Sabri’s brother was wounded critically, according to an aljazeera.com report.
The website quoted a senior police officer in Karachi as saying the killing was targeted and an “act of terrorism.” The attackers apparently were on a motorcycle and used pistols. Sabri was a musical star in countries with large Muslim populations, renowned for his brand of qawwali, a form of Islamic devotional music that is popular throughout South Asia, including Pakistan, Bangladesh and India.
The Western New York Muslim community sponsored his concert performance on May 19 in Adam’s Mark Hotel and Event Center. The concert drew about 300 people.
“It was wonderful. It was very well attended, more than we expected,” said Amber Shaikh, project manager for WNY Muslims, the sponsoring agency.
The killing sent shock throughout Pakistan and beyond. “It’s extremely sad to hear, very disheartening,” said Shaikh.
Qawwali involves repetitive singing of Sufi Muslim spiritual poetry, usually in praise of Allah, or of Muslim teachers and saints. The singing is accompanied by harmonium, a portable organ that sounds similar to an accordion, and a tabla, a hand-struck drum. It often invites interaction from audience members and joyous clapping and swaying.

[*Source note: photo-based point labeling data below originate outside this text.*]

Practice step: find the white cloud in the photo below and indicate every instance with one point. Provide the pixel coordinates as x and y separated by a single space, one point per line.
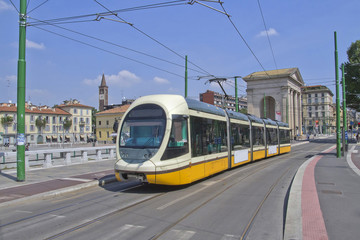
161 80
123 79
31 44
5 6
271 32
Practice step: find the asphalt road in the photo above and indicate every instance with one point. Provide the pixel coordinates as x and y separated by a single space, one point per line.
248 202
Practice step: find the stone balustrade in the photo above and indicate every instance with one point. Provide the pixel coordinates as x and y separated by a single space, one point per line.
55 157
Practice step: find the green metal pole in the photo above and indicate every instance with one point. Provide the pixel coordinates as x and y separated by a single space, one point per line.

Sufism is a tolerant, mystical practice of Islam that occasionally has been attacked as blasphemous by Sunni extremists.
Sabri was the son of another celebrated qawwali singer, Haji Ghulam Farid Sabri, the first person to bring qawwali to the United States in the 1970s on tours with his brother Maqbool Sabri, Amjad Sabri’s uncle.
Sabri typically toured larger cities such as Toronto, New York City and Chicago, and Shaikh said Buffalo-area residents were lucky to have seen him here.
She described Sabri as very down to earth, despite his international celebrity. Sabri gave no indication during his show here that his life potentially was in danger because of his music.
“He was a very happy, jolly guy,” she said. “He just said he was very happy to be in Buffalo for the first time.”